As for flaws…there aren’t many if you think about it. Some people did complain about Yajirou’s sudden jump out of the well thanks to alcohol, but I think that the circumstance of a family in danger is a good enough catalyst to have alcohol do its job. Now, this show isn’t for everyone, that is unarguable–the show is a bit slower paced and less action-filled than most–but in terms of actual flaws, not much can be found. Things could’ve only gotten better with a longer story, but what we’ve been given here is just great in itself. Every character is fleshed out appropriately, the story expands at a constant pace, and by golly, the show made me laugh so many times during the end, more times than most comedies do. Uchouten Kazoku is a special gem that doesn’t come around often, exploring the themes of family, non-romantic love, and the morality of eating anyone. It expanded a side of Kyoto that is charming in its presentation as well as the eccentric lifestyle that each person faces.
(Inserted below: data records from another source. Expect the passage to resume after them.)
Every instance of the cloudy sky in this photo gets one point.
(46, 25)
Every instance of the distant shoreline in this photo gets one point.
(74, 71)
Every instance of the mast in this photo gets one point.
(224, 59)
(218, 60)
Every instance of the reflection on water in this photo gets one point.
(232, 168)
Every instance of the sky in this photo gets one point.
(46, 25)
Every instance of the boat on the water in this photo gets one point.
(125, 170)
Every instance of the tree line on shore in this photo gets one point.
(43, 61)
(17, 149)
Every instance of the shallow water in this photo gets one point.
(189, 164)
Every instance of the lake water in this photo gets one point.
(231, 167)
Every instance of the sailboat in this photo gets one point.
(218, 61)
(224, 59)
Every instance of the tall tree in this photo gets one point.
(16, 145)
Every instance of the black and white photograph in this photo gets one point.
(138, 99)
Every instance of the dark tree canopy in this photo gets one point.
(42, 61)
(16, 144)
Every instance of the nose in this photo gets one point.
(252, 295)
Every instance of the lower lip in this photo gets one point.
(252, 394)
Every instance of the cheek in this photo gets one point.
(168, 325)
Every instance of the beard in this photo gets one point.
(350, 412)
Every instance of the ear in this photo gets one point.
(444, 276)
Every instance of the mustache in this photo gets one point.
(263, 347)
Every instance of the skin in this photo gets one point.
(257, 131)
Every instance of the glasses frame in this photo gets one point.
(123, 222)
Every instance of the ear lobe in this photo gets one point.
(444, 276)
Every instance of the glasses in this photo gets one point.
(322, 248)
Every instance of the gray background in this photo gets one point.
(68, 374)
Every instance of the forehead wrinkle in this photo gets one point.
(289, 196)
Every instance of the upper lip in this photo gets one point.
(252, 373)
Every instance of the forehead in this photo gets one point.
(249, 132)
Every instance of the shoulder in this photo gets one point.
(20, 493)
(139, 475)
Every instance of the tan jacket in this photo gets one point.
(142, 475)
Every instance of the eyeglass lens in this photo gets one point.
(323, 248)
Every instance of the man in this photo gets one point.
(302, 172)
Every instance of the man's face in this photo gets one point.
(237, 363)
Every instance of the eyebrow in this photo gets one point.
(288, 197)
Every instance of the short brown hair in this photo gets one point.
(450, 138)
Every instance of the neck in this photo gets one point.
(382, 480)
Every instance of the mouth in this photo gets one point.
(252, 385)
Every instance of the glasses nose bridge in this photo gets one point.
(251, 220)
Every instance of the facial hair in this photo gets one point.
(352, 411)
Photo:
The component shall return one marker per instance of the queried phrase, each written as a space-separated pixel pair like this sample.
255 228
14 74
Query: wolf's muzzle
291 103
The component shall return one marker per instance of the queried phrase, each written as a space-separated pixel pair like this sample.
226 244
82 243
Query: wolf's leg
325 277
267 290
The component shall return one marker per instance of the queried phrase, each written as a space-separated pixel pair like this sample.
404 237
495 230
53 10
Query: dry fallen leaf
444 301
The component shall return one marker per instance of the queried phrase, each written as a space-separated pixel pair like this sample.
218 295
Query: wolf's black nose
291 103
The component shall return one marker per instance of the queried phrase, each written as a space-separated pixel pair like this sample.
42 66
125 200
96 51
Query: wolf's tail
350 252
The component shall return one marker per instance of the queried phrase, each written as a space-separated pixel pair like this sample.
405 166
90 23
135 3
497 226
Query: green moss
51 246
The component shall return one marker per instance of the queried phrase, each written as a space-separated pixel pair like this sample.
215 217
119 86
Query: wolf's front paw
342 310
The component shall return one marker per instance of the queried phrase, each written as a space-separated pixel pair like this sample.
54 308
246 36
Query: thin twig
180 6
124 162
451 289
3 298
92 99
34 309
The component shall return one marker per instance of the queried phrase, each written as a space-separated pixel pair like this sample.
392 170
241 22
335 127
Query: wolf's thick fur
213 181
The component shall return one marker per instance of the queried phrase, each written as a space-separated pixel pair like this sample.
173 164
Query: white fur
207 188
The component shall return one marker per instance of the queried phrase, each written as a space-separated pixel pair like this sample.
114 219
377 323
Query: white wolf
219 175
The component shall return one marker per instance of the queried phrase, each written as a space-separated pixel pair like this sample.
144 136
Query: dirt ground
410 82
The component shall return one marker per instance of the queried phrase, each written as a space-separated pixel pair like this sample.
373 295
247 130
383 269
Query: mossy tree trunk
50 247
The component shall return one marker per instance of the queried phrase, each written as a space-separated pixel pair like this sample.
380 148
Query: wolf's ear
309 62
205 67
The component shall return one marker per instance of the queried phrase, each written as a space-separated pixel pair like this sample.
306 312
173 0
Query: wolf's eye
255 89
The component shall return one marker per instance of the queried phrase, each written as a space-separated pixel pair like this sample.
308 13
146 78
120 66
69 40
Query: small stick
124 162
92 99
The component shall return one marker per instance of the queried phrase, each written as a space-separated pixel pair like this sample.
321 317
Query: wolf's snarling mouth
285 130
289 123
It was all like a Ghibli movie, except in episodic form, which served the story nicely–never was there a moment that the storyboard seemed force from an awkward transition to the screen.
While it’s not going to make any AOTY’s anytime soon, I’m sure all of us who have made it to the end have a special place for Uchouten Kazoku for this year in anime. It sought to tell a story of fantastical Kyoto and family, and it did it excellently. Thank you dear reader for following along to the end, and I hope to see you guys next season as well!